You may have heard the news recently: Ron Paul’s last stand in Nebraska. Ron Paul has one more chance to get a speaking spot. And so on. But I have a different opinion, and I can justify this.
This is not an article on the merit of a Ron Paul presidential nomination, though I am personally in favor. Instead, this is an attempt to explain my opinion of that possibility and what I think it could mean for the Republican Party.
Tomorrow is Nebraska’s state Republican convention, and the state’s 35 delegates to the Republican National Convention.
First of all, let me give some clarification as to why I do not think this is Ron Paul’s last stand to begin with. Several media outlets have reported that it is (ABC, Rachel Maddow, MSNBC, etc.), but they are reporting based on different information than what I have. Probably the most accurate stories I have seen in the mainstream media are coming from Rachel Maddow, but even her reports seem to fall short in one area, and it’s not really her fault. She can only go off the information she has, and since the overwhelming bulk of Republican state conventions have been ignored by the press, there isn’t much information available. That is, unless you don’t get your information from the mainstream media.

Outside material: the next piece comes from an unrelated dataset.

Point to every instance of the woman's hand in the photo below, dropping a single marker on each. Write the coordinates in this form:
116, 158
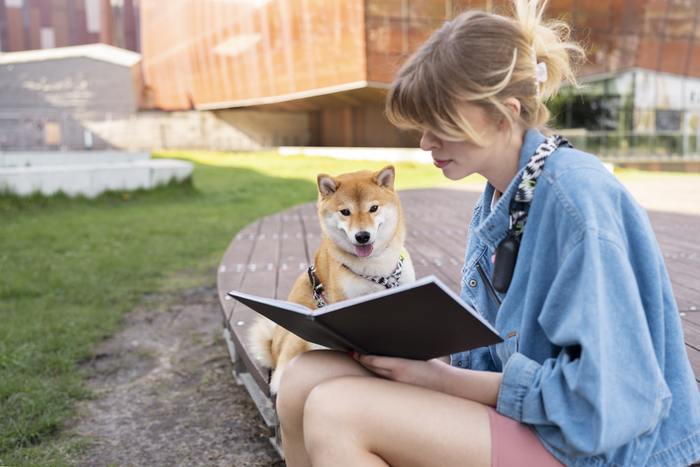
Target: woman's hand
428, 374
479, 386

I have personally covered events that took place at Oklahoma’s 2012 GOP convention because I was there the whole day, whereas a couple of local news channels showed up after the scheduled convention was over, and the convention was taken outside. This “parking lot convention” is still being contested, and will potentially be validated or invalidated at the RNC in Florida. The Associated Press picked up the story, and wrote a couple of paragraphs, stating that the convention turned “raucous.” It seems like for the next 3 weeks, every altercation in the news was a “raucous” event of some sort, but the details of the day were scarcely revealed. You’d think at least some liberal talking heads would want to expose the shenanigans of the Republican Party, but for some reason they ignored it.
The main reason I do not believe this is Ron Paul’s last stand is that I believe he already has the majority of delegates from more than 5 states. I’m not referring to delegates being bound to him. Those numbers are disputable, and may or may not add up to 5 states at this point, but the numbers I’m talking about are the human beings filling those delegate slots. In Oklahoma, for example, my congressional district is bound to Mitt Romney, and all 3 delegates must vote for him on the first ballot at the RNC, but all three of them are also Ron Paul supporters. They are not bound to like Romney, nor campaign for him, nor anything else. They are only bound to VOTE for him on one ballot at the convention. That does not prevent them from nominating someone else, though that is not likely to happen if the at-large delegates from the parking lot are not validated.
There are a few scenarios that could unfold. Allow me to present some of the most likely general possibilities.
- There are not enough states with actual Ron Paul majorities to nominate him. RNC rules require that any nomination have the support of the majority delegation from at least 5 states. If this takes place, Dr. Paul is not likely to even receive a speaking slot.
- At least 5 states have a Ron Paul majority, and he is nominated from the floor of the convention. A general majority is not present, and Mitt Romney still receives the nomination. This will be an embarrassment to the Romney campaign, but only a temporary one.
- At least 5 states have a Ron Paul majority, he is nominated from the floor, wins, and the whole game changes.
There are lots of other possibilities, but these are the ones I want to highlight.
A Significant Move
I know there are a lot of varied opinions about Paul “settling” for a speaking spot. There are many valid points in each view of this, but here’s why I think this would be revolutionary.
Ron Paul has a tendency to instantly change someone’s view if they simply hear him speak freely and uninterrupted. That is how a lot of his supporters came to where they now hear Ron Paul and say to themselves, “This is my leader!” Many of the delegates to the RNC are already uneasy about Mitt Romney; after all, many of them are pledged to Rick Santorum or Newt Gingrich. If the Doctor could speak to the whole convention, and those the fence about Romney hear him out, they could instantly be converted. 15 minutes is enough time to get to just about everyone in the room. The Ron Paul minority delegation may quickly become the majority in a matter of minutes. At that point they could control the convention. Even if that doesn’t change the vote outcome, it would still be significant, and could help advance liberty causes, such as auditing or eliminating the Federal Reserve Bank, eliminating the use of unmanned “drone” aircraft on US soil, and ending legislation like NDAA that allow for unconstitutional detainment of US citizens.
I believe it is vital that Dr. Paul get anything he can – even if it’s just a speech. That could change everything. That could change the world.